Laut Bike-Discount bräuchte ich folgende Teile:

Hauptlager bzw. Rockmount Lager: https://www.bike-discount.de/de/kaufen/radon-hauptlager-schraubensatz-slide-10349-630628 
Horstlink: https://www.bike-discount.de/de/kaufen/radon-sitzstrebe-horst-link-lager-schraubensatz-10366-630675
Sitzstrebe/Rockmount: https://www.bike-discount.de/de/kaufen/radon-sitzstrebe-lager-schraubensatz-slide-10364-630674
Dämpferschrauben: https://www.bike-discount.de/de/kaufen/radon-daempferschrauben-set-slide-10368-630651
Da es sich um Standardgrößen der Kugellager handelt, möchte ich diese alleine tauschen. Kann mir jemand mit Teilenummern bzw. Größen der o.g. Lager weiterhelfen bzw. weiterhelfen, welche Marken für den Austausch geeignet sind bzw. welche nicht geeignet sind für den Einsatz am Mountainbike? 

Danke und Gruß

Thomas


----------



## Deleted 30320 (8. Januar 2019)

Also die Schrauben und Bolzen brauchst du nicht zu ersetzen sofern es keine offensichtlichen Beschädigungen gibt.
Wegen den Lagergrössen musst du mal den Thread hier durchlesen, irgendwo steht das da: https://www.mtb-news.de/forum/t/slide-hinterbau-lager-wartung.512874/page-8
Neue Lager sind von SKF ganz gut, aber auch da würde ich die Schutzdichtung mit nem Cuttermesser aushebeln und dann richtig Fett rein, da wird oft auch bei neuen Lagern gespart.


----------



## MTB-News.de




----------



## tpattis (8. Januar 2019)

Hallo Hubert,

vielen Dank für deine Antwort und den super Link. Nur damit ich nicht falsch bestelle und sicher gehen kann. Für den Lagertausch an meinem Radon Slide 150 9.0 HD brauche folgende Lager, richtig?
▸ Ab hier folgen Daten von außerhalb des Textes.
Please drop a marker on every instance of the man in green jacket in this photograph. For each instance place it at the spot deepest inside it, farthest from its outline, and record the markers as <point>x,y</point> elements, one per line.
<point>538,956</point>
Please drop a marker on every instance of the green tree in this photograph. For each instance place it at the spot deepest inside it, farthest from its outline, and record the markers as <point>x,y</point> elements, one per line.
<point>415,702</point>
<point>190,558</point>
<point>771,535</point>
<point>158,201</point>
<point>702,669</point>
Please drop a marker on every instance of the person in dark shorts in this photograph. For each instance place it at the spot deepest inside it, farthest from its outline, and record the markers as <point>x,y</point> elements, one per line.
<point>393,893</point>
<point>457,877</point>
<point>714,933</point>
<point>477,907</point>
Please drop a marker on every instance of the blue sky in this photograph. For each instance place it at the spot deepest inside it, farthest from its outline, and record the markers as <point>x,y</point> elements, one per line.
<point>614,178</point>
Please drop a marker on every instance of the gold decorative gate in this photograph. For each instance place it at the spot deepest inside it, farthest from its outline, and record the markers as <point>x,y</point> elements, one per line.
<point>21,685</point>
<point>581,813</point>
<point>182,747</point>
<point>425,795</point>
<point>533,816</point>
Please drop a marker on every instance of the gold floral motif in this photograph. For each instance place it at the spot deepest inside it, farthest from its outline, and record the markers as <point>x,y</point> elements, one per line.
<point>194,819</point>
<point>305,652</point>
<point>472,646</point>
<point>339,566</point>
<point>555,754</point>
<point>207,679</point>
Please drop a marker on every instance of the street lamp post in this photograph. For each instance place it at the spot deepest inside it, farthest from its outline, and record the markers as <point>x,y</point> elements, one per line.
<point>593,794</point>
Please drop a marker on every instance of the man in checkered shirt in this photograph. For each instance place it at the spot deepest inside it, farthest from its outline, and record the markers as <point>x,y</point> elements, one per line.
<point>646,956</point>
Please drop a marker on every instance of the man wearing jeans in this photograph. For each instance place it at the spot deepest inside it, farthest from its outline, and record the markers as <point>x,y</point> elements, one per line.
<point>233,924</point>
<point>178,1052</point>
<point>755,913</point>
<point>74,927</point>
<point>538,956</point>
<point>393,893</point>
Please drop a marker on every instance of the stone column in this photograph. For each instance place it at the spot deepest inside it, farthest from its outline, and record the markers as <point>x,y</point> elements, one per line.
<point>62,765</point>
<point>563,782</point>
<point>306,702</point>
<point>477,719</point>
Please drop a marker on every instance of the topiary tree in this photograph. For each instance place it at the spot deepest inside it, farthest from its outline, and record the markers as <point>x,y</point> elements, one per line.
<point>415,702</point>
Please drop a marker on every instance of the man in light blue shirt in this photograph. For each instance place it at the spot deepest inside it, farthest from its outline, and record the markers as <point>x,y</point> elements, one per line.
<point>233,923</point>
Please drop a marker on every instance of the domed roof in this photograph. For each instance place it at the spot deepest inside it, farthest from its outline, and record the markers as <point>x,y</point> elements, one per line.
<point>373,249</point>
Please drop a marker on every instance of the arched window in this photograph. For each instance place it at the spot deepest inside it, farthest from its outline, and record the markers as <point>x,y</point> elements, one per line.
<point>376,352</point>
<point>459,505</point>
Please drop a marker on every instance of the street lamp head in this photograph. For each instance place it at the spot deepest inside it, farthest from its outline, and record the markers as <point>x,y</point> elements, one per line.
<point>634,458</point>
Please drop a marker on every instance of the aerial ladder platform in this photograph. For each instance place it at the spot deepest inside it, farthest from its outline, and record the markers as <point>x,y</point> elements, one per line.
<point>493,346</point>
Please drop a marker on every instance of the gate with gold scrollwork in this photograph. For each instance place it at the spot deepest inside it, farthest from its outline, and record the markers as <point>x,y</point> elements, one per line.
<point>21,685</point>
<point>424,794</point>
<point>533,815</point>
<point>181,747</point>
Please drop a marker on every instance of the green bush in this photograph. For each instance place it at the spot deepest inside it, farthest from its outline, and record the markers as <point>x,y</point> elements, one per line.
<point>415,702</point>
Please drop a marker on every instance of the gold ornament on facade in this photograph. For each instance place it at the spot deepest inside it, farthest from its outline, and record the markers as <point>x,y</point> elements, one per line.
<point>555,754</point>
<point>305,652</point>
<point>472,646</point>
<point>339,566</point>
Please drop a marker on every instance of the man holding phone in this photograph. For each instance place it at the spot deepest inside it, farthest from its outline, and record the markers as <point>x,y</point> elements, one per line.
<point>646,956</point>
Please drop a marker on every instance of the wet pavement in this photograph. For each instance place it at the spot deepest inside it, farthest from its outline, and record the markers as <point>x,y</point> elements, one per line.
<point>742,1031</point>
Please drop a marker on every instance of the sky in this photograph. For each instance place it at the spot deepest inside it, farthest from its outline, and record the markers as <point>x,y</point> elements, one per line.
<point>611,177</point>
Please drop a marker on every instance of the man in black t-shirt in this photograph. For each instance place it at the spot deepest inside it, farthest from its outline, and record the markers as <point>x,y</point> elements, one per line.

2 x 61803 2RS (17x26x5mm) 
6 x 698 2RS (8x19x6mm)
Danke und Gruß

Thomas


----------



## yoger83 (8. Januar 2019)

Also wegen der Lagergrößen, würde ich lieber nochmal bei Radon anfragen.
Ich habe bei meinem Slide 130 letztes Jahr die Lager gewechselt und da waren es andere Größen.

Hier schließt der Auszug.